The question to be asked now is of course, is there a way out of this predicament? It’s hard to say, but his brings me to the final facet of the Alex Jones Effect.  It is maybe for the first time since 9/11 that the right and the left are in a way united, or at least agree on something.  Many commentators agree that Jones was entertaining, that he was a bully and generally a shitty person, but they also agree that the deplatforming of Jones was a bad idea.  It was bad because it sets a dangerous precedent for further censorship.  With vague wording that defined ‘fake news’ as ‘..blatantly misleading, low quality offensive or downright false information,’ it is no wonder that the left and the right are questioning who or what will come next.  I don’t believe that this is the right direction we ought to be heading however.  What the two sides are arguing about right now is the symptom of the Alex Jones affair and this is mostly due to the self-preservation theory I mentioned earlier.  Most right and left commentators want to stay on these platforms, because, you guessed it, that is where their money is coming from.  Do not look for deep analysis on any of those channels.  Instead think about the larger political implications of large monopolistic social media platforms setting up the framework and methods of our discourse on these very topics.  If that doesn’t scare you, then no Alex Jones conspiracy theory ever will.


Update: 6:26 pm

I realize that if we are to have something like an Alex Jones Effect, we should at least try to define it.  Here is my attempt.  

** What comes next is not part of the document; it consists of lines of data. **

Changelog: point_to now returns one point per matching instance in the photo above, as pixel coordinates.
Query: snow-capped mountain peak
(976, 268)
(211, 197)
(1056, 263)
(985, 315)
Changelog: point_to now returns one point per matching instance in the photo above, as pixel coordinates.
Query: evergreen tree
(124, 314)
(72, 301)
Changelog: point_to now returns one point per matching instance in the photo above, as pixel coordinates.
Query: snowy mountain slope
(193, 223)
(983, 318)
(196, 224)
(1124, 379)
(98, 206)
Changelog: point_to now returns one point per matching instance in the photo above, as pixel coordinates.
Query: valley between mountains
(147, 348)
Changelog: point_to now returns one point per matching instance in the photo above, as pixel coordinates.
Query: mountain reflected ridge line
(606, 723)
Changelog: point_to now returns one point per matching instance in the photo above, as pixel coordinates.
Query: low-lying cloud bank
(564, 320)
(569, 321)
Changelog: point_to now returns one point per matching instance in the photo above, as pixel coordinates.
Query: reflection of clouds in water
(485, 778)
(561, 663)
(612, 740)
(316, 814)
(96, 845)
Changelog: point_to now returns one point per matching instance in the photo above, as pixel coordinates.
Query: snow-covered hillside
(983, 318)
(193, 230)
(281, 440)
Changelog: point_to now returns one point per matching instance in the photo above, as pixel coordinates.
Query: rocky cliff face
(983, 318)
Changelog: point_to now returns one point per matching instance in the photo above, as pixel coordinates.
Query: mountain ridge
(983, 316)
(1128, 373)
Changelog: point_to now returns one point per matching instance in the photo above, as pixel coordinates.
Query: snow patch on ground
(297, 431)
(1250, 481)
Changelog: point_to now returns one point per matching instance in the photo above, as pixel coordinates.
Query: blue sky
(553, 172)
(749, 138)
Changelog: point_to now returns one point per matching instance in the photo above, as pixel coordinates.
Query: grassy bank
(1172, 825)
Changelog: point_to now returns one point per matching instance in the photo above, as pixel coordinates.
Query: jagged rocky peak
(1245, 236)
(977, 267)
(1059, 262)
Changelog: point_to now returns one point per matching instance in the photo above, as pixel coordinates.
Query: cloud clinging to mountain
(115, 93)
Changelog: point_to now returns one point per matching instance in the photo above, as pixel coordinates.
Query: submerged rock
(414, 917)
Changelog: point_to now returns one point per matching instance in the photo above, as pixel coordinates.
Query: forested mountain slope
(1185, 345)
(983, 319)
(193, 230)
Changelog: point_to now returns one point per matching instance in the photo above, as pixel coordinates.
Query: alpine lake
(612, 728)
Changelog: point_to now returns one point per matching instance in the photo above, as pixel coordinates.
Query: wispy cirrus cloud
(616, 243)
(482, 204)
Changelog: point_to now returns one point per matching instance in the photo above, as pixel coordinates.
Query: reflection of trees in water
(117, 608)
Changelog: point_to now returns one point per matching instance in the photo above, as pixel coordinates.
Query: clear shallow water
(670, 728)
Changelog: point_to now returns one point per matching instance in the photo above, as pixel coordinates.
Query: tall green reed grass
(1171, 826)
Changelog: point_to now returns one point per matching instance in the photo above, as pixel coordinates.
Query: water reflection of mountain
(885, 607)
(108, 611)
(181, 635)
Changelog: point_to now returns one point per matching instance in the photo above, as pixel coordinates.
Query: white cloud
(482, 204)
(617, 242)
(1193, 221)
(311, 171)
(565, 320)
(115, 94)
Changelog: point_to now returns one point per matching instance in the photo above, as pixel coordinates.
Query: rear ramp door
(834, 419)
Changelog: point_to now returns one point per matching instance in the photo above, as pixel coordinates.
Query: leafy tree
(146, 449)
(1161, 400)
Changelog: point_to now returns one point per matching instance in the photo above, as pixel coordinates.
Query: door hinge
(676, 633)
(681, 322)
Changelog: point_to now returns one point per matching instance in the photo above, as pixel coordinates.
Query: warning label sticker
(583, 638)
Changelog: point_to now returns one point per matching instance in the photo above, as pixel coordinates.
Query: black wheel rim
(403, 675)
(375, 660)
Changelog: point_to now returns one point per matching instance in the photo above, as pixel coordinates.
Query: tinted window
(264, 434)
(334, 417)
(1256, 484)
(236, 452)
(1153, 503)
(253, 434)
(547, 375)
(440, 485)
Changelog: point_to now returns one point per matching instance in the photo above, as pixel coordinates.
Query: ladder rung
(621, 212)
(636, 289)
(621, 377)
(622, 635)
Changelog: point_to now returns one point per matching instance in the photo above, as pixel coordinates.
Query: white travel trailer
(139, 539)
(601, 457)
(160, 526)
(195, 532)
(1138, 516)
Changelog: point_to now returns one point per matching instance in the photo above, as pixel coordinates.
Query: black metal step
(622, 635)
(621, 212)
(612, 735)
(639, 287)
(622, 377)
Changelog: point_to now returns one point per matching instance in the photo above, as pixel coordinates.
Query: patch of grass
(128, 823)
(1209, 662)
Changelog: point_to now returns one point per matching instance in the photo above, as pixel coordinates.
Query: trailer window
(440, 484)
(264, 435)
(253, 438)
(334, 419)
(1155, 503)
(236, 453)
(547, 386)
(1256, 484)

The Alex Jones Effect can be defined as type of conspiratorial, circular, and logical argument or enclosed system of logical outcomes in which an action or set of actions undertaken by an individual or a collective of individuals, result in a type of self-fulfilling prophecy that nonetheless point to a justification for those actions.

In other words, Alex Jones railed against a conspiracy of enemies bent on taking him down, which may have at the outset been fictional and non-existent, until through his continuous action he created those enemies who, via conspiracy, ended up taking him off their platforms.  Waco, Ruby Ridge, Oklahoma City Bombing, the death of Bill Cooper, all of these can be considered a type of the Alex Jones Effect.